The 86-year-old Hall of Fame announcer will return for his record 66th season with the team in 2015. The announcement was made by in Korean, Spanish and English by players Hyun-Jin Ryu, Yasiel Puig and Justin Turner on the Dodger Stadium video board in the second inning of Tuesday night’s game against Atlanta.
The news was greeted with loud cheers and a prolonged standing ovation for Scully, who stood and waved to fans from his booth, where he hugged his wife, Sandi.
A decision about Scully’s future has become an annual rite of passage in recent years as he evaluates his health and his family’s wishes in considering whether he wants to continue.
“God willing, I will be back next year,” he said in a statement released by the team. “Naturally there will come a time when I have to say goodbye, but I’ve soul-searched and this is not the time.”
Scully’s consecutive years of service make him the longest-tenured broadcaster with one team in sports history.

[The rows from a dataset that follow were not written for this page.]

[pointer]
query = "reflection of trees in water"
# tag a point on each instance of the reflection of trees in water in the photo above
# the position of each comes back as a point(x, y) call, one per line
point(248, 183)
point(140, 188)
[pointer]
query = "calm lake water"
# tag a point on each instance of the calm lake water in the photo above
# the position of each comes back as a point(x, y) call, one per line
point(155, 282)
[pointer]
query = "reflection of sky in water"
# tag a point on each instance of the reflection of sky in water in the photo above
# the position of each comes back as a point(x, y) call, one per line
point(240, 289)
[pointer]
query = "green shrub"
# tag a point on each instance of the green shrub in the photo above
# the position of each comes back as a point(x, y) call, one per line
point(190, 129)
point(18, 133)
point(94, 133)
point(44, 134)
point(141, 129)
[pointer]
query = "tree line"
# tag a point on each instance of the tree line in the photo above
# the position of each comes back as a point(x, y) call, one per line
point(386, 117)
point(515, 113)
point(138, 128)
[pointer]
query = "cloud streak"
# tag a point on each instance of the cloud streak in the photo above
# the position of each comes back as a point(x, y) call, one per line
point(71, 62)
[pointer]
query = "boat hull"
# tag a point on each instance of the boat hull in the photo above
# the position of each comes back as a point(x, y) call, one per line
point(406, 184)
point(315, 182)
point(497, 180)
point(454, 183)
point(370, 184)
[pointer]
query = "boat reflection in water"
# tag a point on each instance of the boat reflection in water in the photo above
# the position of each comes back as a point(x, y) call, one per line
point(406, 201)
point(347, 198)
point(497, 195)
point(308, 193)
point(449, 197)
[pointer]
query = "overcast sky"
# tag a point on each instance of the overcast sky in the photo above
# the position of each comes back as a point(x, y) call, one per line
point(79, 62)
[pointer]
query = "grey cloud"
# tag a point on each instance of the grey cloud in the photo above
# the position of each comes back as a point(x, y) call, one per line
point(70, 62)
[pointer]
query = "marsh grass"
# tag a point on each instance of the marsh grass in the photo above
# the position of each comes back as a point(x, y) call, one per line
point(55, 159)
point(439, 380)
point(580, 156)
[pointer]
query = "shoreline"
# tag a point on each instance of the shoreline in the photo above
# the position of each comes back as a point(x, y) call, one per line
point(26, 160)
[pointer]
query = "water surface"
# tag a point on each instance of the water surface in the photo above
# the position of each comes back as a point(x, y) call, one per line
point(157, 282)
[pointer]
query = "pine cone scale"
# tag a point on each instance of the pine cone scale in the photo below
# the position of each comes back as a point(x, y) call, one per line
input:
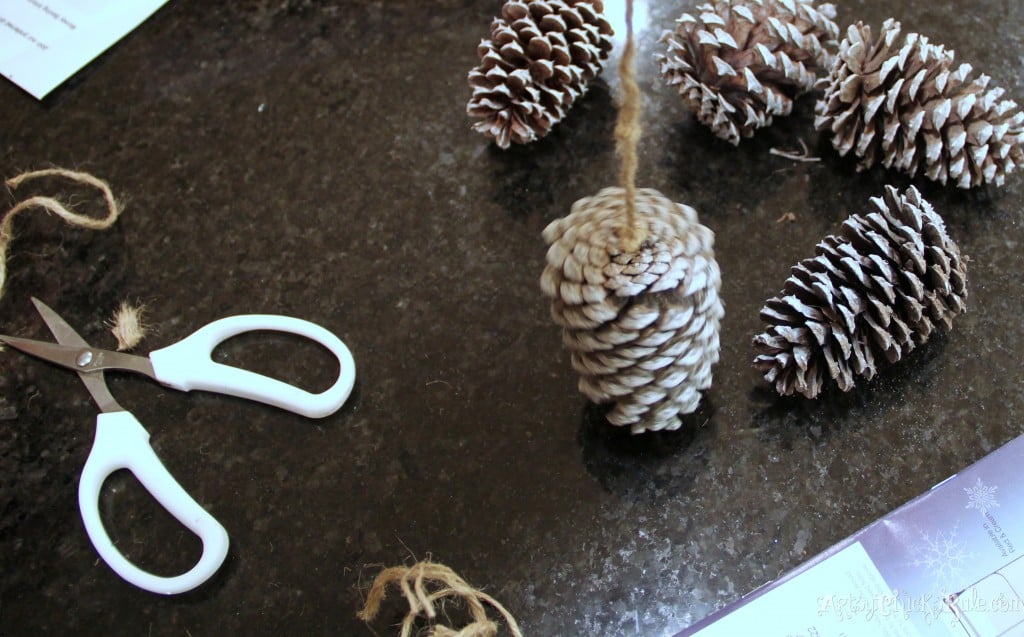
point(537, 64)
point(652, 349)
point(881, 287)
point(932, 120)
point(740, 62)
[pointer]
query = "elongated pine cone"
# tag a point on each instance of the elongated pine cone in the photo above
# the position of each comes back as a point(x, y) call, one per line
point(541, 57)
point(740, 62)
point(868, 296)
point(908, 109)
point(642, 326)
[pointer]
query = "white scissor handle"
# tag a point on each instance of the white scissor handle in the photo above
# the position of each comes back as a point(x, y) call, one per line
point(186, 366)
point(123, 443)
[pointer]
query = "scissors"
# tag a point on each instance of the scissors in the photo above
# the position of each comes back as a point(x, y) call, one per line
point(122, 442)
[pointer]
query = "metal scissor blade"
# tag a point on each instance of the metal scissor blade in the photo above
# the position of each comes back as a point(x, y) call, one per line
point(66, 335)
point(74, 352)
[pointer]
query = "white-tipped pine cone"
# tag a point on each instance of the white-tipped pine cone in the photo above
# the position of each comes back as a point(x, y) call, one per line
point(540, 59)
point(642, 326)
point(909, 109)
point(883, 286)
point(740, 62)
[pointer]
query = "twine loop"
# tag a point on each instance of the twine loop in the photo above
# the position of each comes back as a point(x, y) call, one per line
point(416, 583)
point(54, 206)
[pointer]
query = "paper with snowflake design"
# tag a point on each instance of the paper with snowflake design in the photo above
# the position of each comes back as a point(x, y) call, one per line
point(950, 562)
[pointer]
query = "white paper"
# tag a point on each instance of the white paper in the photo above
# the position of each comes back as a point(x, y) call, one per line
point(44, 42)
point(843, 596)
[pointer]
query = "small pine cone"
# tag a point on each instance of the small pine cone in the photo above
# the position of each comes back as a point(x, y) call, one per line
point(642, 326)
point(541, 56)
point(870, 295)
point(908, 109)
point(742, 61)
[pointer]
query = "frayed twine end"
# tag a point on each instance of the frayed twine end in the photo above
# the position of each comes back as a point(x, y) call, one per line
point(127, 326)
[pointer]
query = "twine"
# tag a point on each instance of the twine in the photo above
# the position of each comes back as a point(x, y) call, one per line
point(414, 581)
point(628, 132)
point(52, 205)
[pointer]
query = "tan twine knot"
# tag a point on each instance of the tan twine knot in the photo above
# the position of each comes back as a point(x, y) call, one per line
point(52, 205)
point(426, 583)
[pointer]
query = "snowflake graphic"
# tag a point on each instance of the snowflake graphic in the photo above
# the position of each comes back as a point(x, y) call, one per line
point(981, 497)
point(942, 557)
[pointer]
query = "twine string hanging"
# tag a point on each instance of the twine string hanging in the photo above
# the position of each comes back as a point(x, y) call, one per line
point(628, 131)
point(54, 206)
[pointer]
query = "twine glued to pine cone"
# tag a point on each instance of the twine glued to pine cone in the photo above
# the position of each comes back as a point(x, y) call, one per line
point(737, 64)
point(540, 59)
point(642, 326)
point(907, 108)
point(52, 205)
point(427, 584)
point(870, 294)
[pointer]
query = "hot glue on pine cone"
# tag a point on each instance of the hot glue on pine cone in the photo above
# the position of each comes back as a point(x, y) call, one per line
point(868, 296)
point(642, 325)
point(908, 108)
point(540, 59)
point(739, 62)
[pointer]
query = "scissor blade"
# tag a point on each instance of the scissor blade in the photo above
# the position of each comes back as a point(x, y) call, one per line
point(67, 336)
point(74, 352)
point(65, 355)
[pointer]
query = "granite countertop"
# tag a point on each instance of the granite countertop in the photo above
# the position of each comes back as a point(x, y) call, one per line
point(314, 159)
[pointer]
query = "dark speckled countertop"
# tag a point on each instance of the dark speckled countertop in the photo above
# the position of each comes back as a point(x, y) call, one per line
point(314, 159)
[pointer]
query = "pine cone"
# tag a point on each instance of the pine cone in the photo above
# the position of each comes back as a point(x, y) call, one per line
point(540, 58)
point(909, 110)
point(870, 295)
point(642, 327)
point(743, 61)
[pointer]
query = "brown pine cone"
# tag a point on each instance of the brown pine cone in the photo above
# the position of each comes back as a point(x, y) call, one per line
point(642, 326)
point(739, 62)
point(541, 57)
point(908, 109)
point(868, 296)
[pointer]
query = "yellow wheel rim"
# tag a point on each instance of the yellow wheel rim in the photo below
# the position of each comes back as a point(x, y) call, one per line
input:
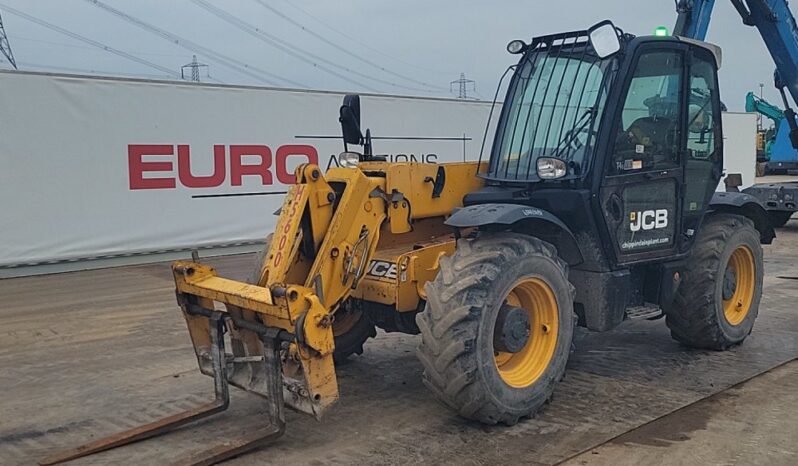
point(739, 284)
point(344, 322)
point(525, 367)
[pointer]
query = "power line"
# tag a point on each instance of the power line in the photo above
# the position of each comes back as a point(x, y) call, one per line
point(232, 63)
point(279, 44)
point(297, 52)
point(94, 43)
point(104, 73)
point(76, 46)
point(341, 48)
point(359, 42)
point(5, 46)
point(195, 67)
point(463, 86)
point(89, 70)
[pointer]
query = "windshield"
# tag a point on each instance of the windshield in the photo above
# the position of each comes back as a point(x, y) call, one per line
point(551, 108)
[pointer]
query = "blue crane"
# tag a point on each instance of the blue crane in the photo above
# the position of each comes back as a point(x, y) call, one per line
point(775, 23)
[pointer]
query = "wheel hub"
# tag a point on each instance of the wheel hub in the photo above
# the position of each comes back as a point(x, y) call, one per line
point(512, 329)
point(729, 283)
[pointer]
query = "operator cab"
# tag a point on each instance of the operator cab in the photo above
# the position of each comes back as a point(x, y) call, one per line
point(617, 136)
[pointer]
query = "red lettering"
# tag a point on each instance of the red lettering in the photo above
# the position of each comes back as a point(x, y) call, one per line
point(283, 152)
point(190, 181)
point(238, 169)
point(137, 166)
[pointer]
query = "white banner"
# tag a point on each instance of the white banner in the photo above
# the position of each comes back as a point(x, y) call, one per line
point(103, 167)
point(96, 167)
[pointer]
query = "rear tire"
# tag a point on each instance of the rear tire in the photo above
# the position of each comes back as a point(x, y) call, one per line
point(351, 327)
point(779, 218)
point(457, 351)
point(717, 301)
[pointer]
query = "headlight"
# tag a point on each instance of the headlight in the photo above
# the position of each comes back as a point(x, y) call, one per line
point(348, 159)
point(551, 169)
point(516, 46)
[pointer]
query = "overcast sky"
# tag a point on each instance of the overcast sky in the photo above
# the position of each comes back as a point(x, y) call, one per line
point(399, 47)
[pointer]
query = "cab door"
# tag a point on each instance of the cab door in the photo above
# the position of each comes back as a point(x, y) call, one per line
point(642, 182)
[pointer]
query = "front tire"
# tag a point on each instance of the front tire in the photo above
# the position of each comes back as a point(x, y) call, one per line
point(485, 277)
point(717, 301)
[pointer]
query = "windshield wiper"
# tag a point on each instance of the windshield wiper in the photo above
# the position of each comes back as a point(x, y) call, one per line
point(584, 122)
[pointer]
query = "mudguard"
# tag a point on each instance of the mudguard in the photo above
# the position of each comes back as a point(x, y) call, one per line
point(524, 219)
point(747, 206)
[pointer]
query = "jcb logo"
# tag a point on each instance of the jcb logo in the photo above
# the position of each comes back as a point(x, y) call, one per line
point(648, 219)
point(382, 269)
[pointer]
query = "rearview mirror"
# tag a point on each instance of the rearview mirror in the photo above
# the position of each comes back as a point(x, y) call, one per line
point(350, 120)
point(604, 39)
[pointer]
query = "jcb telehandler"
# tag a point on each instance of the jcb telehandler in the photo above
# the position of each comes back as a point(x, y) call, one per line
point(597, 204)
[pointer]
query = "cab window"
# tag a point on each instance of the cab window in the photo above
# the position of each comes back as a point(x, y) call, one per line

He calls all nine innings of the team’s home games and road games in California and Arizona for the Dodgers’ new television home on SportsNet LA, while the first three innings of his games are simulcast on the radio.
Scully and the Dodgers have been invisible to 70 percent of Los Angeles television viewers so far this season. Only customers of Time Warner Cable Inc. and a couple of its partners have been able to watch the team’s games. Subscribers of major providers such as DirecTV, Dish Network, Verizon and AT&T have been shut out.
“I’m obviously not alone in saying that I’m overjoyed Vin will be coming back to the booth in 2015,” team president and CEO Stan Kasten said. “Our fans deserve the very best and Vin’s voice, knowledge, experience and passion for broadcasting Dodger baseball are second to none.”
Scully began his professional broadcasting career in 1950 with the Brooklyn Dodgers. He has called three perfect games, 25 World Series and 12 All-Star games. He was behind the microphone for Kirk Gibson’s Game 1 homer in the 1988 World Series, Don Larsen’s perfect game in the 1956 World Series, Hank Aaron’s record-setting 715th home run and Sandy Koufax’s four no-hitters, including a perfect game.
At 25, he became the youngest person to ever broadcast a World Series game. In 1955, he called the Dodgers’ first and only World Series championship in Brooklyn, and later called their five other World Series victories.